Чтобы охарактеризовать то состояние, в котором находился Баричка, лучше всего было бы назвать его опьянением. Опьяненный своей миссией, в стихаре и в епитрахили, с крестом в руке, бледный от волнения ксендз Баричка вошел в большую приемную короля.

Он знал, что у него тут много врагов и что его могут не допустить к королю.

Переступив порог, он встретил презрительные, гордые и гневные взгляды.

Но это его не остановило.

От него отворачивались, не желали его видеть.

Он смело подошел к Добку Гоньче, который был ближе всех к нему, и громко сказал:

– Доложите обо мне королю. Я пришел сюда в качестве посла от епископа.
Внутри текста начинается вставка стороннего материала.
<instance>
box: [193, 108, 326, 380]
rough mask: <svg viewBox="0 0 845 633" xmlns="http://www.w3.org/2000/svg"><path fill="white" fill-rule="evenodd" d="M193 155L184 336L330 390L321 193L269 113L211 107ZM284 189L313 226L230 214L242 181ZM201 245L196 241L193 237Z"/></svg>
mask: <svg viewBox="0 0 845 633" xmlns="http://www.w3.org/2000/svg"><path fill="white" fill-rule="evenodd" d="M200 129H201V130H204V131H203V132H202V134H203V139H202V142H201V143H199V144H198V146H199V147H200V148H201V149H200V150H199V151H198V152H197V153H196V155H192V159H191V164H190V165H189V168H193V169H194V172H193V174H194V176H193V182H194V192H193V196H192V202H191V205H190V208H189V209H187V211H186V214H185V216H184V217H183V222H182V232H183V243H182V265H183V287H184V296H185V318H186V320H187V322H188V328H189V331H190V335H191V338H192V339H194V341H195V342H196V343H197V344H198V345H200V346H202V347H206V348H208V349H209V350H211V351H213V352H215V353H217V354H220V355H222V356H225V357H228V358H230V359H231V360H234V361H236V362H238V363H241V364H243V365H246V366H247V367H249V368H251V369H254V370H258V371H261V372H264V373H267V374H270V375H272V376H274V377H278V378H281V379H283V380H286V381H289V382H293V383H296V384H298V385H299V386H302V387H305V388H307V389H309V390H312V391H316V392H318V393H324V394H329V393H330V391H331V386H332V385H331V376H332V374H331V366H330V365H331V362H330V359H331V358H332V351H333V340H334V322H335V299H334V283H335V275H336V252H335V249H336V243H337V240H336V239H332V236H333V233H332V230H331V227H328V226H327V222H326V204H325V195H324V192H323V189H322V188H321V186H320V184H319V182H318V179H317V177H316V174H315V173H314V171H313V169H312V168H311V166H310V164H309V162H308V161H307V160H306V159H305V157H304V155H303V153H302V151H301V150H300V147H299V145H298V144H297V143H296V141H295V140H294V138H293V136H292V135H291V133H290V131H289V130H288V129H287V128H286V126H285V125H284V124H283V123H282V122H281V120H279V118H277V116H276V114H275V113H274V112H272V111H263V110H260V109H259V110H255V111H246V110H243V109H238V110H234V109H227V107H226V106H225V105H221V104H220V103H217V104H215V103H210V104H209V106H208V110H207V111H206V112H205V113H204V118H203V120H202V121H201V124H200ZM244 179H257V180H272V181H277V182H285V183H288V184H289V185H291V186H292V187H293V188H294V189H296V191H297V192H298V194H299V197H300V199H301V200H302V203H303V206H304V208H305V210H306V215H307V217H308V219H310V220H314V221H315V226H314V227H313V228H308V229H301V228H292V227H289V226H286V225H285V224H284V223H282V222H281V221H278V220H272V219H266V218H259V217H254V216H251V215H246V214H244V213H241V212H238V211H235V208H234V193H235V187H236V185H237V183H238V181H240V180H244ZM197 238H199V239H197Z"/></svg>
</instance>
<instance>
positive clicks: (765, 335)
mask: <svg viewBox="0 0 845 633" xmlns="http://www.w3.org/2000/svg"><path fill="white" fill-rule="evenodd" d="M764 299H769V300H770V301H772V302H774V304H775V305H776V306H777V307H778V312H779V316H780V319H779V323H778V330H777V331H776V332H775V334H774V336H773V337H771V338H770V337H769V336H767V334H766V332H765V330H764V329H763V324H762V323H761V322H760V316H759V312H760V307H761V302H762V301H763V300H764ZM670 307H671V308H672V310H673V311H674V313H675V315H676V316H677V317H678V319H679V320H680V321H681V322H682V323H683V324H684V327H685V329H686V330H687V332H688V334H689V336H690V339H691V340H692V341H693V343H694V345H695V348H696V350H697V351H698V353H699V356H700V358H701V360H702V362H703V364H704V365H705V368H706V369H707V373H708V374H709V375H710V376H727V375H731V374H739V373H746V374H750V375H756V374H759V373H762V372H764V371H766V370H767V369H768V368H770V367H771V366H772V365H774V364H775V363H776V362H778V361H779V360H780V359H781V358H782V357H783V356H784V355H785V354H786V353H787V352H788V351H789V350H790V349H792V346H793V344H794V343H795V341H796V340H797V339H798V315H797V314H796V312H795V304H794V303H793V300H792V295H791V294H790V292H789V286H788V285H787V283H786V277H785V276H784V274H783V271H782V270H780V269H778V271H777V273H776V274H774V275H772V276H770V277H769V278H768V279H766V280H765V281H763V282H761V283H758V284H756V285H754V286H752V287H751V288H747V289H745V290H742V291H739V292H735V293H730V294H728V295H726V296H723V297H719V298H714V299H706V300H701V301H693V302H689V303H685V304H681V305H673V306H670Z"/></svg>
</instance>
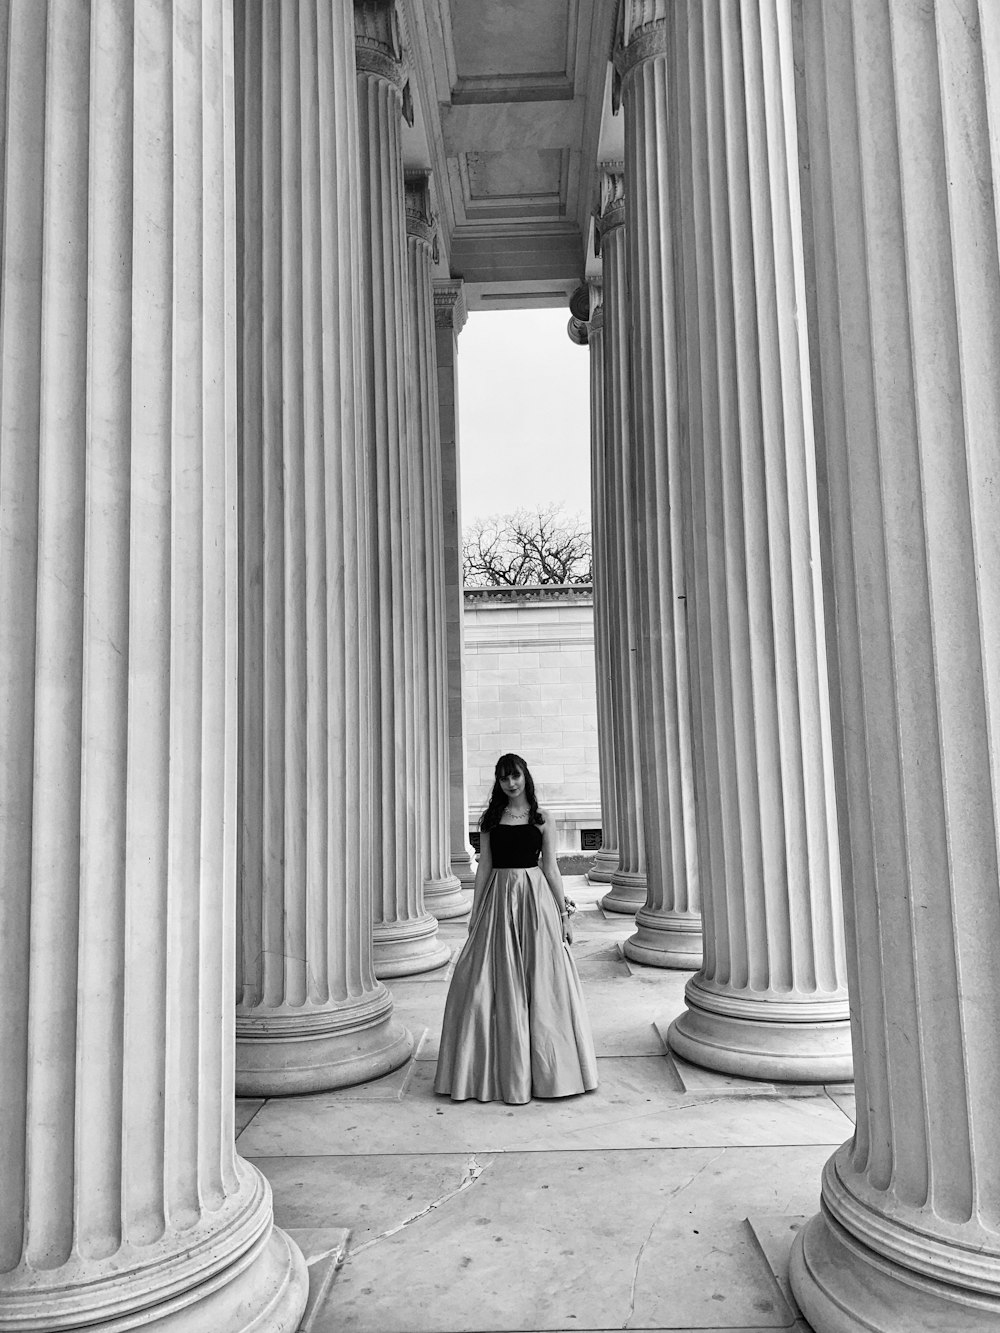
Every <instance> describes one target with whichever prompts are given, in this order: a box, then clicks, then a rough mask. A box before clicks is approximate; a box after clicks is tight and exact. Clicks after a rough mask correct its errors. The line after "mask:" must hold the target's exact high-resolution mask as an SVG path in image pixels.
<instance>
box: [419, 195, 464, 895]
mask: <svg viewBox="0 0 1000 1333" xmlns="http://www.w3.org/2000/svg"><path fill="white" fill-rule="evenodd" d="M405 196H407V197H405V208H407V264H408V277H409V324H411V336H412V349H413V355H412V359H411V380H409V393H411V403H412V411H411V427H412V431H413V440H412V445H411V449H412V459H413V469H415V481H413V488H412V492H411V497H412V499H411V521H412V528H413V539H415V540H413V564H412V569H413V616H415V623H416V659H417V706H419V716H420V717H421V718H423V722H421V730H420V733H419V736H417V740H419V745H417V749H419V757H420V761H421V785H423V788H424V797H425V798H424V801H423V844H424V902H425V905H427V909H428V912H431V913H432V916H435V917H436V918H437V920H439V921H445V920H448V918H451V917H459V916H465V913H467V912H468V910H469V908H471V906H472V904H471V900H469V898H468V896H467V894H463V892H461V881H460V880H459V877H457V876H456V874H453V873H452V868H451V834H449V826H448V798H449V788H451V772H449V753H448V643H447V628H448V627H447V619H445V583H444V495H443V469H441V432H440V413H439V409H437V348H436V339H435V297H433V288H432V285H431V273H432V269H433V264H435V251H436V237H435V219H433V213H432V211H431V180H429V176H428V173H427V172H421V173H419V175H412V176H407V179H405Z"/></svg>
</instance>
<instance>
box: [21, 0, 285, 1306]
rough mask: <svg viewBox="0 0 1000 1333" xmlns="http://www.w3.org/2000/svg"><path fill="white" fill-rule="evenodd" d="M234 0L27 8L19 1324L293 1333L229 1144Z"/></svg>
mask: <svg viewBox="0 0 1000 1333" xmlns="http://www.w3.org/2000/svg"><path fill="white" fill-rule="evenodd" d="M232 63H233V35H232V7H231V5H229V4H228V3H224V0H217V3H204V0H172V3H164V0H156V3H147V0H136V3H135V4H128V5H83V4H61V3H60V4H48V3H45V0H33V3H31V4H15V5H7V7H4V11H3V17H1V19H0V85H1V88H3V91H1V93H0V105H3V108H4V111H3V121H1V123H0V161H3V175H1V176H0V199H1V200H3V237H4V244H3V251H1V252H0V289H3V305H1V307H0V441H1V447H0V677H1V678H3V690H1V692H0V808H1V809H3V812H4V813H3V829H4V836H3V838H1V840H0V881H1V882H3V896H1V898H0V1004H3V1024H0V1069H3V1077H0V1121H1V1124H0V1197H1V1198H3V1209H0V1326H3V1328H5V1329H24V1330H39V1333H41V1330H44V1333H53V1330H59V1329H76V1328H83V1326H87V1328H88V1329H93V1330H100V1329H107V1330H112V1329H113V1330H124V1329H137V1328H140V1326H141V1328H144V1329H153V1330H157V1333H200V1330H203V1329H212V1330H213V1333H249V1330H255V1333H281V1330H284V1333H291V1330H292V1329H295V1328H296V1326H297V1324H299V1318H300V1316H301V1312H303V1308H304V1305H305V1297H307V1285H308V1281H307V1273H305V1264H304V1261H303V1258H301V1254H300V1253H299V1250H297V1249H296V1248H295V1246H293V1245H292V1244H291V1241H289V1240H288V1238H287V1237H285V1236H284V1234H283V1233H281V1232H280V1230H277V1229H275V1226H273V1224H272V1208H271V1190H269V1186H268V1184H267V1181H265V1178H264V1177H263V1176H261V1173H260V1172H259V1170H257V1169H256V1168H255V1166H251V1165H249V1164H248V1162H245V1161H243V1160H241V1158H240V1157H239V1156H237V1154H236V1150H235V1146H233V1056H232V1048H233V1005H232V994H233V954H235V901H236V854H235V852H236V649H237V643H236V620H237V615H236V612H237V608H236V572H237V551H236V540H237V533H236V376H235V365H236V355H235V353H236V344H235V332H236V325H235V317H233V311H235V295H236V293H235V276H236V264H235V259H236V255H235V249H236V229H235V197H233V180H232V161H233V92H232V68H233V64H232Z"/></svg>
Ни Добек, ни другие стоявшие вблизи ничего не ответили. Царило молчание. Баричка ясно и громко повторил то же самое.

Пжедбор Задора издали недружелюбно ответил:

– Король не принимает.

– В таком случае я тут останусь ждать и не тронусь с места в течение часа, – возразил Баричка.

Наступило молчание.

Нужно было много мужества, чтобы устоять на своем посту среди придворной молодежи, ее насмешек, презрительных взглядов, умышленного шума и толкотни.

Судорожно сжимая крест в руке, бледный, бормоча молитвы, Баричка стоял неподвижно, как каменная статуя.

Те, которые думали своим поведением заставить его уйти, видя упорную настойчивость Барички, начали беспокоиться. Было ясно, что он не уйдет по собственной воле, а выбросить за дверь духовное лицо никто не осмелился бы. В таком ожидании прошел час.

Через комнату проходили и придворные, получившие аудиенцию у короля и возвращавшиеся от него. Баричка ждал.

Те, которые приняли его раньше со смехом и с пренебрежением, теперь смотрели на него с тревогой. Кохан несколько раз показывался в дверях и исчезал. Наконец поняли, что чем дальше заставлять ждать ксендза Баричку, подвергая его унижению, тем сильнее будет его гнев, и, после выхода посетителей его пригласили к королю.

Войдя в комнату короля, он нарочно оставил за собой открытыми двойные двери, за которыми немедленно столпились любопытные придворные.

Казимир сидел у стола с холодным, недоступным величественным выражением лица, вовсе не похожий на того, каким он бывал с хлопами, нищими и с другими, которых он встречал во время своих прогулок в окрестностях Кракова.

Ксендз Баричка, войдя в комнату, чуть-чуть кивнул головой.

Он раскрыл уста и хотел начать говорить, но почувствовал, что от лихорадочного ожидания и волнения, перенесенных им от вчерашнего дня, у него пересохло в горле. Он должен был обождать немного, пока голос начал ему служить.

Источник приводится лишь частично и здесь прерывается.